For years I had a small TV with rabbit ears. Then someone moved in with me and she brought a crappy but big TV. It had a “feature” that every few minutes the screen would go fuzzy, and we’d have to get up and push a little white button to clear it up. After a few months my GF decided that we needed cable, so she ordered it. Bright shiny new cable with an old crappy set. Within a few weeks I sprang for a nice set, so the old one got put in the storage room. We still kept my little one in the bedroom. A few years later that stopped working, so that got put into storage as well.
When GF moved out, I just bought her a new one instead of letting her take one of the broken ones.
When I eventually moved out, I just let the landlord deal with it.
Two. Both 55 inch HDTVs, DirecTV service. One in the “tv room,” one in the master bedroom. We watch some sports, some “Office” type shows, some Daily Show type shows. Various other things that interest us. Two adults, 1 to 4 kids in and out of residence.
I, personally, do no like the TV on as background, or when people are talking. For me, watch the tv or turn it off. (I’ll bend the rule a bit for baseball). I also am not one to fall asleep watching TV, unlike the Mrs., who does so frequently.
7: four adults, two kids. One works, but is not being used at all, and that and another is getting ready to leave the house when my BIL moves out (YAY!!!). After this week, we’ll have 5.
Sooo…
Living room: old 27in we use for the Wii. When it’s on, my MIL’s tv is the only other one on.
Bedrooms: MIL and ours: also old 27in models. Kids each have a 13in, but generally only one of those is on at a time. Only exception is when daughter is watching Disney and son wants to watch the Syfy channel. BIL has one in his room.
Three TVs for two adults, one in each of our bedrooms and one in the family room/office. One is a 42" flatscreen HD thing (mother’s bedroom), one is a 21" flatscreen thing (my bedroom), one is a 27" CRT type. All are connected to cable because that’s only $10 extra per month. The 27" CRT has the TiVo because it’s not an HD TiVo, the 42" has the DVD player.
We don’t sit together to watch television, so there are times when two TVs are on. There are never times when all three are on. We watch when there’s something we want to see, I don’t quantify it much. I don’t see the point.
One in the house; one in the RV. Donated the other house LCD to our niece. I really don’t understand people feeling the need to have a TV in the kitchen or bathroom.

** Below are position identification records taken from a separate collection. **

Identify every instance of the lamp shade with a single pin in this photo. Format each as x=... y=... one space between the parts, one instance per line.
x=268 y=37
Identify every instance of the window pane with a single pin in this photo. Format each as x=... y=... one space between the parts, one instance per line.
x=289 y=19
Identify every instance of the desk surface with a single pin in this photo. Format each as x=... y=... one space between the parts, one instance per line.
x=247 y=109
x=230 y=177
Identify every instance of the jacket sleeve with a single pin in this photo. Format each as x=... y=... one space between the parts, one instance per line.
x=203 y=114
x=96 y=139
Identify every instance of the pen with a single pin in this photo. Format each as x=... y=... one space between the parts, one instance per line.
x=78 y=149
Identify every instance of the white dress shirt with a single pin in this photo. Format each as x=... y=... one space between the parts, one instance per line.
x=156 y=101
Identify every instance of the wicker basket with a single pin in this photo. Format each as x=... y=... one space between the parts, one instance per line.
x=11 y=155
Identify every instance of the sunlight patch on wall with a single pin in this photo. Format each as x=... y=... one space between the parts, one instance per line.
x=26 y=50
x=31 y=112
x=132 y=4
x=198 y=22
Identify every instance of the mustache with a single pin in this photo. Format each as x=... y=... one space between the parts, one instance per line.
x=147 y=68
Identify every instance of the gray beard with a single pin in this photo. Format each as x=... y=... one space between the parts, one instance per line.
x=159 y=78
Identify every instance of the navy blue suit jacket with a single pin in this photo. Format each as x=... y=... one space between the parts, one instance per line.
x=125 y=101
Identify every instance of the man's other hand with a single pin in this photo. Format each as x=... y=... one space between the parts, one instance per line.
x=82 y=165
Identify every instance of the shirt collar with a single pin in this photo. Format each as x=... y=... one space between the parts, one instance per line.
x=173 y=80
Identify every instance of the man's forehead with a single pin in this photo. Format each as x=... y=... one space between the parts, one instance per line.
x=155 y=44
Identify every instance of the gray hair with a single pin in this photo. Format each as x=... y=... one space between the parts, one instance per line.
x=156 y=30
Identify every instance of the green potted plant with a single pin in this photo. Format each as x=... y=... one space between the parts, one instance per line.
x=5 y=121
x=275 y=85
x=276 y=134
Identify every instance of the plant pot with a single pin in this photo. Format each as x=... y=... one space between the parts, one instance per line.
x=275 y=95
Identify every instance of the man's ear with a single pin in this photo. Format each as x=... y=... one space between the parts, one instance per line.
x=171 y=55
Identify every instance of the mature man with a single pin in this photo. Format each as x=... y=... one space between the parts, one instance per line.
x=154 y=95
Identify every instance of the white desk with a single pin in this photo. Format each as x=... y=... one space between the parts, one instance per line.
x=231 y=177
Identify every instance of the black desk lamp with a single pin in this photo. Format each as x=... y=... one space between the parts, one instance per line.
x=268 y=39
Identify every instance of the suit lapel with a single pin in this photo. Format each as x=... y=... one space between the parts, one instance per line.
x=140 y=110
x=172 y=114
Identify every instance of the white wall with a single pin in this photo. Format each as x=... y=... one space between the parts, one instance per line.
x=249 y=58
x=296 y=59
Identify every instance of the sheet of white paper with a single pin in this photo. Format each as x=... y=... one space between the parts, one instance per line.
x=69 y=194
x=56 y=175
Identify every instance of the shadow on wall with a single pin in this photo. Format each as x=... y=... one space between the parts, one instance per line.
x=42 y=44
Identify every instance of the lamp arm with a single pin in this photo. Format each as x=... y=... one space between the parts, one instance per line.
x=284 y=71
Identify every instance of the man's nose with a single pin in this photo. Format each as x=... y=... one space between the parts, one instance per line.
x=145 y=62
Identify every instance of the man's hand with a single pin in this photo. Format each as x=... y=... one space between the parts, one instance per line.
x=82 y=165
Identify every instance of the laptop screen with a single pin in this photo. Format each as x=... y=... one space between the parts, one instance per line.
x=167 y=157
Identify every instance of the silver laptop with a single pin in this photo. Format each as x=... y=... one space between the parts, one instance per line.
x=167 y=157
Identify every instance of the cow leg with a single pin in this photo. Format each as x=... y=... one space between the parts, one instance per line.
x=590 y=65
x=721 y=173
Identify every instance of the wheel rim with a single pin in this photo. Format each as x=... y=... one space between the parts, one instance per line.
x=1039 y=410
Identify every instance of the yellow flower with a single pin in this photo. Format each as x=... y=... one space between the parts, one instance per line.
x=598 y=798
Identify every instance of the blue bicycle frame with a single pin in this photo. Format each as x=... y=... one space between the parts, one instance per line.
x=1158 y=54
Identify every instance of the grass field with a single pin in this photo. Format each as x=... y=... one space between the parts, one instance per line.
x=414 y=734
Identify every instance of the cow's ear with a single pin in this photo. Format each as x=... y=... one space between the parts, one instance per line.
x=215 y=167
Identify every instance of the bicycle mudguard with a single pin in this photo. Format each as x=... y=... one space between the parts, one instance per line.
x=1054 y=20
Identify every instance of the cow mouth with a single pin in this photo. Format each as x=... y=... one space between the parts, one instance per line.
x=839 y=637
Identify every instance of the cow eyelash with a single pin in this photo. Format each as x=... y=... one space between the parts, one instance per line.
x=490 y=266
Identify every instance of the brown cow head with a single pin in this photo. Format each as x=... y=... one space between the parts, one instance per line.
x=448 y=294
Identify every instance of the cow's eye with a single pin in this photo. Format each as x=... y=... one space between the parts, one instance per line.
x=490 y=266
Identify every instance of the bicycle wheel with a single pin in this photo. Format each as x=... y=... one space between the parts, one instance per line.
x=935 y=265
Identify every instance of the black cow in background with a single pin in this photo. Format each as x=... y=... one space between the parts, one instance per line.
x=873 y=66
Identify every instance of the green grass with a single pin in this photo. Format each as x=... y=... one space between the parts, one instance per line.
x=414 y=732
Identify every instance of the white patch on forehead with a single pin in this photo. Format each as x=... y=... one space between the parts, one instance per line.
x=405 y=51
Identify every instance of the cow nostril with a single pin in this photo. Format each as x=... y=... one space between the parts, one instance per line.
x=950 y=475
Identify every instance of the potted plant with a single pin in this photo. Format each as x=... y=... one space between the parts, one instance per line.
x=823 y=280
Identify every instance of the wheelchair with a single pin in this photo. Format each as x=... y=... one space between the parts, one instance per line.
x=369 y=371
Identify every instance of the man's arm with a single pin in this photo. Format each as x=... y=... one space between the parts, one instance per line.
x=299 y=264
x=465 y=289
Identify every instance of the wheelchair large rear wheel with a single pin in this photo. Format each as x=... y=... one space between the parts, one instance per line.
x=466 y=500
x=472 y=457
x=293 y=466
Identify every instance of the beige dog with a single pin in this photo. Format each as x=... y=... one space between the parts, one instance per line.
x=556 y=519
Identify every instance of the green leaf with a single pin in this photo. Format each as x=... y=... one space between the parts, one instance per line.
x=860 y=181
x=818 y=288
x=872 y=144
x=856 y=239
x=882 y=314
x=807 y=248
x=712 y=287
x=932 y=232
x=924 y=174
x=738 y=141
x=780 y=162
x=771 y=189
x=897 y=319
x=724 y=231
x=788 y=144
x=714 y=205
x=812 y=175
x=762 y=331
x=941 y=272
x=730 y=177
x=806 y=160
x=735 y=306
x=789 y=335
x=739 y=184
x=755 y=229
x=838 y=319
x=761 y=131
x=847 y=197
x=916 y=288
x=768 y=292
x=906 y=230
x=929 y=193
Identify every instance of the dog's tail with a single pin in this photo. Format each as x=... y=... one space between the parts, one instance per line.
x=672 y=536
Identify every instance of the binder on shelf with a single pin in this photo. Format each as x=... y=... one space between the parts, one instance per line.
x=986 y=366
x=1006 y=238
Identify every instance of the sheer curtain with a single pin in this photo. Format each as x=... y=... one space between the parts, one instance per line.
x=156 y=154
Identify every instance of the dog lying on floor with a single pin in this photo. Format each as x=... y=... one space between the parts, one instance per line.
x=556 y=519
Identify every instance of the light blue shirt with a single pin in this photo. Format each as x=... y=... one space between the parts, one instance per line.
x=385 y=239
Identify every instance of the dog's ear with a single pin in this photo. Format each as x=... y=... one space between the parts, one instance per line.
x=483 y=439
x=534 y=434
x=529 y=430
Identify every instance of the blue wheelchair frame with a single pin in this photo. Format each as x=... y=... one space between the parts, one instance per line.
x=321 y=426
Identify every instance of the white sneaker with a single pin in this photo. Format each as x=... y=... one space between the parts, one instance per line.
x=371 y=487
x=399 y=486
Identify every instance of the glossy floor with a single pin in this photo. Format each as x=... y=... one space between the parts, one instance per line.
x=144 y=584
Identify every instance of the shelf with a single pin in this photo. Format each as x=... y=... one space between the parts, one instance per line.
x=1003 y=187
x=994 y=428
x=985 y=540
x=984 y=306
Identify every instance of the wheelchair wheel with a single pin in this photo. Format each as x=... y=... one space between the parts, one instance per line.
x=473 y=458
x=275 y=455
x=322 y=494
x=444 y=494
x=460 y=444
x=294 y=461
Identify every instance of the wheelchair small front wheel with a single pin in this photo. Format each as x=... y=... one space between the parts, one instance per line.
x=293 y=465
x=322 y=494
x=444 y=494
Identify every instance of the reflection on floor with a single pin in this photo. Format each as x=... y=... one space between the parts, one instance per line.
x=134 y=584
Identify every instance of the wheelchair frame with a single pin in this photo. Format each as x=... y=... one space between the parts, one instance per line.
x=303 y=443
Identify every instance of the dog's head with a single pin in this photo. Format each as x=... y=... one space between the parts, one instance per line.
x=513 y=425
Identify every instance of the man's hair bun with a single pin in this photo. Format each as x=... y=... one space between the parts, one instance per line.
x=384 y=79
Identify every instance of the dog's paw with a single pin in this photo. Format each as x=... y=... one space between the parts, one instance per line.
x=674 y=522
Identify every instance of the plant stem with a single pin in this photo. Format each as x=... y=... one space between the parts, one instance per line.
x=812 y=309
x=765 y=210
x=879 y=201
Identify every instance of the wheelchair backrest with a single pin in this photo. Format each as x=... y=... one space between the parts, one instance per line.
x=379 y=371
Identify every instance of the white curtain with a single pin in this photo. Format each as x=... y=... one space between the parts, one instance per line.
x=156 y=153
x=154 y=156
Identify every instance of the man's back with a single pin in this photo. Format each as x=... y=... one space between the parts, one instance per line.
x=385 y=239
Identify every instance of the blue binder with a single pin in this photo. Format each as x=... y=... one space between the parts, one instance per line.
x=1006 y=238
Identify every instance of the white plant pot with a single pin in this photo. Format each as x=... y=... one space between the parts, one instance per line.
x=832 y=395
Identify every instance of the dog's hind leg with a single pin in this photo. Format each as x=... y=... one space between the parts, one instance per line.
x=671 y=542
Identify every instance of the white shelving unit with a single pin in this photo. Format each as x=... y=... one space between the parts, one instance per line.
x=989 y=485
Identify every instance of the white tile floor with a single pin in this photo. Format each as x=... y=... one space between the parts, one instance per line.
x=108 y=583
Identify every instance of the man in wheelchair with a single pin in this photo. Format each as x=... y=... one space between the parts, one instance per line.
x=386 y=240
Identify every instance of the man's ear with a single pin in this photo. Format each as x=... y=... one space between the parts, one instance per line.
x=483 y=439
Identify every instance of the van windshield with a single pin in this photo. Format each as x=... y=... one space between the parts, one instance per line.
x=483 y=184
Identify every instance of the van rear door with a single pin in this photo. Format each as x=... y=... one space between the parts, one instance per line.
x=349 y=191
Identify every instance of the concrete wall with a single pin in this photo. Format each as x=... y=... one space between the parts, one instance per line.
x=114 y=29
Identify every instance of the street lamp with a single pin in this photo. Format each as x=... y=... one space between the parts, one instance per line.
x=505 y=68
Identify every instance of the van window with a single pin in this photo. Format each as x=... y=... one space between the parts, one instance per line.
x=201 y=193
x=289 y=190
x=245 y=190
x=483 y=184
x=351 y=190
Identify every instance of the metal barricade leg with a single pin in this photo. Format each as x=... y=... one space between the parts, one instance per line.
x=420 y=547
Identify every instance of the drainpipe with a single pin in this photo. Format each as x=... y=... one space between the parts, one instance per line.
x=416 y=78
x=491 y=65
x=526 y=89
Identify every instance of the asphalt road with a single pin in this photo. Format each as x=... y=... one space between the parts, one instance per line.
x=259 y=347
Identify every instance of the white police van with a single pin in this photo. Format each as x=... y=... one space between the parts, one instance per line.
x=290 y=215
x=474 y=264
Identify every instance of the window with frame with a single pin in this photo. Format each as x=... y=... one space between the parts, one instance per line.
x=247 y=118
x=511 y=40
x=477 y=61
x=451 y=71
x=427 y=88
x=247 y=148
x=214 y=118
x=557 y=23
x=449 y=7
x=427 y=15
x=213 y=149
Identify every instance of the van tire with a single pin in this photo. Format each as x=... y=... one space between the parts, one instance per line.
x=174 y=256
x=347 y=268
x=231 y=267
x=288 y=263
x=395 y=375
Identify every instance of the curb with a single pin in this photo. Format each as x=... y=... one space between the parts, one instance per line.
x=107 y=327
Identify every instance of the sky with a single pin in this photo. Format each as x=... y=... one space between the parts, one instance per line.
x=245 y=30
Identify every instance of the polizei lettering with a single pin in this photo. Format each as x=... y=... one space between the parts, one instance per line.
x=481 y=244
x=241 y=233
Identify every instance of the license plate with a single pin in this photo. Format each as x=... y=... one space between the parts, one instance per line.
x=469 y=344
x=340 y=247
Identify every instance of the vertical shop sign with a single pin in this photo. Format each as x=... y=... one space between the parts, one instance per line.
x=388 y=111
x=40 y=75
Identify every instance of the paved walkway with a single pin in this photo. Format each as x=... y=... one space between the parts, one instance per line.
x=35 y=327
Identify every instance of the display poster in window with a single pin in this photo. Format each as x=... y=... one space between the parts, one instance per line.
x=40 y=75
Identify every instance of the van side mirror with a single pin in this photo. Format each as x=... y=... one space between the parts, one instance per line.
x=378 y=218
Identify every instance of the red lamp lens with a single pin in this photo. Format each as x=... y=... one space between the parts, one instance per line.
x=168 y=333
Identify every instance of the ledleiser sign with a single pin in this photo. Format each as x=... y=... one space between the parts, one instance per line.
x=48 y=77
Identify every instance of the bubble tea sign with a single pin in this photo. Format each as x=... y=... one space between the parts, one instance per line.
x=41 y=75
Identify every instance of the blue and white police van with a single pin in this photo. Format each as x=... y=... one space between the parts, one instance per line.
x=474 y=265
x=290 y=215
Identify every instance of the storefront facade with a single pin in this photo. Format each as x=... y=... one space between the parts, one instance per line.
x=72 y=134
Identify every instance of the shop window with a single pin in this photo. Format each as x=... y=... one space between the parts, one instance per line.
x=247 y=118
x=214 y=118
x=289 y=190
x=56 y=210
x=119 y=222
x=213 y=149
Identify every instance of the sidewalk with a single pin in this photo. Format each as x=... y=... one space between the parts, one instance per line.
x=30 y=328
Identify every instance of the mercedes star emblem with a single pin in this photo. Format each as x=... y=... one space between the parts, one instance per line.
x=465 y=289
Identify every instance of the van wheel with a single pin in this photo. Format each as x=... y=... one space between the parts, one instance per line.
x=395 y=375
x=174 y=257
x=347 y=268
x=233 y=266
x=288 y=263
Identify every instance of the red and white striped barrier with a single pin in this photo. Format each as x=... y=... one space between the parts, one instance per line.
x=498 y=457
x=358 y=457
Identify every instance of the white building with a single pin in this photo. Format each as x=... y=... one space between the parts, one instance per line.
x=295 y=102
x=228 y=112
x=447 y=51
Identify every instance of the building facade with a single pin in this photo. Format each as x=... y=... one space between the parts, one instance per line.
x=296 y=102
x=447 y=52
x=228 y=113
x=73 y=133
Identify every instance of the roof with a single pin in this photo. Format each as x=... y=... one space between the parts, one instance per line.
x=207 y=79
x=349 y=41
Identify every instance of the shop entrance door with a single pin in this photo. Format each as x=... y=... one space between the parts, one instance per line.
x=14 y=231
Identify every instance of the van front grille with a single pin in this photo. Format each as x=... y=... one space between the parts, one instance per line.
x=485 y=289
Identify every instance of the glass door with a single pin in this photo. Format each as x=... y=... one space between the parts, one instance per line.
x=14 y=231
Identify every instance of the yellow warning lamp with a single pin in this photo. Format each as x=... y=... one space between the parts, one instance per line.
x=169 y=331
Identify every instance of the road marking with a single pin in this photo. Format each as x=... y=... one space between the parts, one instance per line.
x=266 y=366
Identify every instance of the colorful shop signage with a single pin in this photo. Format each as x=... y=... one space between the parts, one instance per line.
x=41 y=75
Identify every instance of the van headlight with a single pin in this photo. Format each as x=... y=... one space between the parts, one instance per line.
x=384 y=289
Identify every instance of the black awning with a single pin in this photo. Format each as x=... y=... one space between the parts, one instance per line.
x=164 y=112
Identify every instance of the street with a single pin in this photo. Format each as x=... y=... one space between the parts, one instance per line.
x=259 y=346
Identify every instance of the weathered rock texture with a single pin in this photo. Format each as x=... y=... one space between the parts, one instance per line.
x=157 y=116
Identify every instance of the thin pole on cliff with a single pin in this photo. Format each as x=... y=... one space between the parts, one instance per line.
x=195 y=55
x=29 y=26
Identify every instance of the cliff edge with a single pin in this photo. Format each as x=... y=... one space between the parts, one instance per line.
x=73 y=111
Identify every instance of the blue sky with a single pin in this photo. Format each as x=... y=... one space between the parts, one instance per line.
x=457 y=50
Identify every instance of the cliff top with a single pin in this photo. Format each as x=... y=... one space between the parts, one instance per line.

I have one in the kitchen because it’s the only tv that picks up the Mexican channel. I have one in the living room that picks up four channels with the converter. My older daughter has a nice new one she uses as a monitor and tv. My BIL has two in his room. One has a DVD player attached he mostly uses as a way to listen to CDs. The other is for the PS2. Neither picks up broadcast stations.
So that makes five. One for each of us I suppose. My daughter usually keeps hers on all the time, and mine stays on a few hours during the day so my little girl can watch PBS Kids. I rarely watch television, preferring movies or Hulu on the computer.
One, two, three, or six, but definitely not four or five.
I’m in the process of moving from an apartment to a house. At the apartment, where I’m still currently living, I have three TV sets, only one of which is ever used (the other two aren’t even plugged in). At the house, which sees current use as a party pad of sorts, I also have three, one of which isn’t used. So, depending on how you define the filters for “in your home” and “working”, you can get any of the results mentioned above.
Two that are actually plugged in and get used. One in the living room, the good one that’s hooked up to the consoles and stuff, for playing and watching DVDs/Netflix instant. And one in the bedroom, that just has a DVD player. We don’t have cable.
We have one other one that technically works, but it’s old and the remote is long gone, and it doesn’t have enough buttons on the actual TV to make it really useful. We’re getting rid of that one.